The math classes in our school system(s) teach those in attendance and listening that two negatives in some formulas gives a positive result. In the real world of business and accounting, this is never going to happen. J.C. Penney’s mission critical is sales and that ain’t happening on any front to the levels necessary for the stores, e-commerce and the company. Buy online and pick up in store sales only really help with limited recovery of impulse sales lost to e-commerce.

It would be foolish to set Penney as the focal point of the continuing dismal results we are seeing in retail. It is much safer to say that executive management across the board has not figured the role and design for 21st century retail market segments. The attempt to synergise components that fail to produce on their own both growth and profitability only exponentially increases financial loss. Independent market endeavors, open to cooperation and functional interactivity with total business transaction continuity, might be considered as a foundational framework in place of single-minded operations inventory controls and methods. It’s a good start to make something profitable anyway it can be.
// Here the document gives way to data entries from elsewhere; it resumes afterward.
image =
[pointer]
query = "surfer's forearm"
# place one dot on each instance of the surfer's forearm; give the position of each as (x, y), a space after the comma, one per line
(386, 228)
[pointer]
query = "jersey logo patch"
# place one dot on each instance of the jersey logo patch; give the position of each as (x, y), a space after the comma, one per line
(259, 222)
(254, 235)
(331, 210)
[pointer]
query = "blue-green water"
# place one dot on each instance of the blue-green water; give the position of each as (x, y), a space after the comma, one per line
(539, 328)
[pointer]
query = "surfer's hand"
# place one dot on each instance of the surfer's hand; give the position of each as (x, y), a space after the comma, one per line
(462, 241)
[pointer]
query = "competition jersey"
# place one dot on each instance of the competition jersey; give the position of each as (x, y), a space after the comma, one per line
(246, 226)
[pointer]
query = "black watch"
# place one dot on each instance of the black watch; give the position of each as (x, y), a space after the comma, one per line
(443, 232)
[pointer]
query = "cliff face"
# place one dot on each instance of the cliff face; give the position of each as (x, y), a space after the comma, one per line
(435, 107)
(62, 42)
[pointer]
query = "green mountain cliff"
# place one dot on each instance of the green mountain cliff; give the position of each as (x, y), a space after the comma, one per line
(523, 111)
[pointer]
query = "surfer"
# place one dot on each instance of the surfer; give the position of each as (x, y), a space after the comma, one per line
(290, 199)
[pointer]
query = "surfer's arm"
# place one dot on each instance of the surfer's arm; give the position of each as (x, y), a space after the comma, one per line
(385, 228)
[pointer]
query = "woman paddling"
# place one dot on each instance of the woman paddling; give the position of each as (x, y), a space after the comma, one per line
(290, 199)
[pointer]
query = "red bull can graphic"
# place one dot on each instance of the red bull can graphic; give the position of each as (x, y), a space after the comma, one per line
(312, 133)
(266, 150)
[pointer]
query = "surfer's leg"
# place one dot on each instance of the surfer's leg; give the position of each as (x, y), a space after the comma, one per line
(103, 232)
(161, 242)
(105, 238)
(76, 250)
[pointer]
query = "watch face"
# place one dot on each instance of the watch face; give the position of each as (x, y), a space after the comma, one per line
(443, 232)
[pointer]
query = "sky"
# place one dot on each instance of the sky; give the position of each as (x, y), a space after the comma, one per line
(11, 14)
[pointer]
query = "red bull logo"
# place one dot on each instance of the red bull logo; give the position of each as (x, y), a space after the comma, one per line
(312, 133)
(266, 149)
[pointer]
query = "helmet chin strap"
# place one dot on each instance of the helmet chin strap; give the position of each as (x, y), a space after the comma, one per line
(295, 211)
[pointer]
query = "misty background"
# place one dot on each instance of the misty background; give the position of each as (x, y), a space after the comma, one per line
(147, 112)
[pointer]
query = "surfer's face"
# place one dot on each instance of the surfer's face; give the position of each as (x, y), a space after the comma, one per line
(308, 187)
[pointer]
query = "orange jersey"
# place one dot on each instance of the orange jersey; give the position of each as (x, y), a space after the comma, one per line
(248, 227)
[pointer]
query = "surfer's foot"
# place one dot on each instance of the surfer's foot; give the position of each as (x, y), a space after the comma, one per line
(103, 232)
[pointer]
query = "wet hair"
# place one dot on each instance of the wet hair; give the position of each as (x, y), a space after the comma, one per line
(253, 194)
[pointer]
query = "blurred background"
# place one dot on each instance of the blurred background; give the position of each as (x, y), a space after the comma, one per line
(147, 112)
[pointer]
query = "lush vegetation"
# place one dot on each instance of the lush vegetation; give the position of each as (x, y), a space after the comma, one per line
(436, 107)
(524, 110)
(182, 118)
There is a noteworthy growth in original and imaginative excuses these days. But that’s not what investors and banks look to invest in.

Dave Wendland
Active Member
7 years ago

Closing stores may not be the answer since the real estate may be a very valuable asset. It’s what is done with that real estate that proves relevance. Enhance the experience, improve the assortment, make it easier for shoppers, and build from the foundation. I agree with Mr. Ellison that brick-and-mortar is a vital part of an effective omnichannel strategy.

Craig Sundstrom
Craig Sundstrom
Noble Member
7 years ago

My question would be “slow compared to what?” Certainly compared to Macy’s, but that’s only because the latter had way too many stores to begin with; or Sears … but let’s not go there.

It’s hard not to like someone of whom it can be said “resisted … Wall St.” but we’re reaching the point where accountability will be in order. Same-store declines will raise eyebrows — even it they’re less than peers — since JCP began so low in the post-Johnson era. And while the explanation of pickup/return synergies makes a certain amount of sense, I’m not sure how true that will remain as online orders grow to a material fraction of the total … the math may work when it’s 5-10%, but a rethinking may be necessary when or if it becomes 20-30%.

Christopher P. Ramey
Member
7 years ago

We’ll soon have new retail metrics that include contributions to gross revenue. At the same time, we’ll see a tipping point when physical stores are an asset rather than a liability.

We’ll also reinvent the purpose of a store. No doubt they’ll dramatically decrease in size. I see a drive-thru too.

One puzzling point, is it an incentive to make mistakes if 40% of customers who visit your store are there to pick up on online purchase or return an online purchase?

Kenneth Leung
Active Member
7 years ago

Stores are important for omnichannel — I don’t see everyone using online delivery for everything, the economics and the margins don’t sustain it. However, department stores that sell non-exclusive lines are going to have a tough time going forward as people gravitate to online for convenience and availability, and specialty for exclusivity.